第21回:入れ歯について
令和08年04月27日
入れ歯について
入れ歯は高齢者が使用するものという印象を持たれることがありますが、実際には年齢に関わらず、歯を失った際の一般的な治療法の一つです。むし歯や歯周病、外傷などにより歯を失うことは、様々な世代において起きることであり、決して珍しいことではありません。
今回はその際の治療法の一つ、入れ歯についてお伝えします。
■ 歯を失うことによる影響
不幸にも歯を失ってしまった、抜かなくてはいけなくなった際、「この後どうなるの?」とよく質問をいただきます。
歯が欠損した状態を放置すると、周囲の歯が傾いたり移動したりすることで、かみ合わせ全体のバランスが崩れることがあります。また、咀嚼効率の低下により食べにくくなる、発音のしづらさが生じる場合もあります。さらに、失った本数、範囲によって見た目の変化につながることも考えられます。
その際、私たち歯科医師は、ブリッジ、インプラントなど複数の治療法の選択肢を提案しますが、そのうちの一つが入れ歯です。
■ 入れ歯の基本構造と特徴
入れ歯は、人工の歯とそれを支える床(歯ぐきに接する部分)から構成される装置で、取り外しが可能な点が特徴です。欠損している歯の本数や位置に応じて、主に以下の2種類に分類されます。
・部分入れ歯:一部の歯が残っている場合に使用され、残存歯に金属のばね(クラスプ)などをかけて固定します。
・総入れ歯:すべての歯を失った場合に使用され、歯ぐき全体で支える構造となります。
入れ歯は個々の口腔内の状態に合わせて製作されますが、装着初期には異物感や軽度の痛み、発音の違和感を訴えることがあります。これは口腔内の環境が変化することによるもので、多くの場合、一定期間の使用や調整を通じて軽減していきます。ただし、強い痛みや明らかな不適合がある場合には、無理に使用を続けず、歯科医療機関での調整が必要です。入れ歯は一度作製すれば終わりではなく、使用状況や顎の変化に応じて定期的な調整や修理が求められます。
■ 清掃と日常管理
入れ歯は取り外しができることがメリットにもデメリットにもなります。口腔内で使用する装置であるため、適切な清掃が重要です。食後には取り外して流水下で洗浄し、専用のブラシを用いて汚れを除去します。歯磨き粉の中には研磨剤が含まれているものもあり、入れ歯の表面を傷つける可能性があるため、使用には注意が必要です。もちろんご自身の歯もしっかりブラッシングする必要があります。バネをかけた部分に汚れがたまってむし歯になる恐れがあります。
また、就寝時に入れ歯を外すかどうかについては、口腔内の状態によって判断が異なります。歯科医師の指示に従うことが望まれます。加えて、定期的なチェックを受けることで、適合状態や清掃状況の確認が行われます。
■ 他の治療法に比べて
歯の欠損に対する治療法は入れ歯以外にも存在します。代表的なものとして、ブリッジとインプラントが挙げられます。

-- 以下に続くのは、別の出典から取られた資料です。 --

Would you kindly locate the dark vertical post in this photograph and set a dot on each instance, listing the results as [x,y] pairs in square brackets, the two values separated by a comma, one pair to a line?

それらの治療法に比べると、入れ歯は比較的幅広い症例に対応でき、取り外しが可能である点が特徴ですが、装着感や管理の手間、また歯にかけるバネが見えてしまう、といった側面もあります。それぞれの治療法には利点と課題があるため、個々の生活環境やニーズに応じた検討が必要です。
■ まとめ
入れ歯は、歯を失った際の機能回復を目的とした基本的な治療法の一つであり、年齢に関わらず広く利用されています。適切に設計・調整された入れ歯は、咀嚼や発音の補助、見た目の回復に寄与します。一方で、装着初期の違和感や日常管理の必要性など、使用にあたって理解しておくべき点もあります。
もしも歯を失ってしまった場合には、歯科医療機関を受診し、様々な治療法について説明を受けた上で、自身に適した方法を選択することが重要です。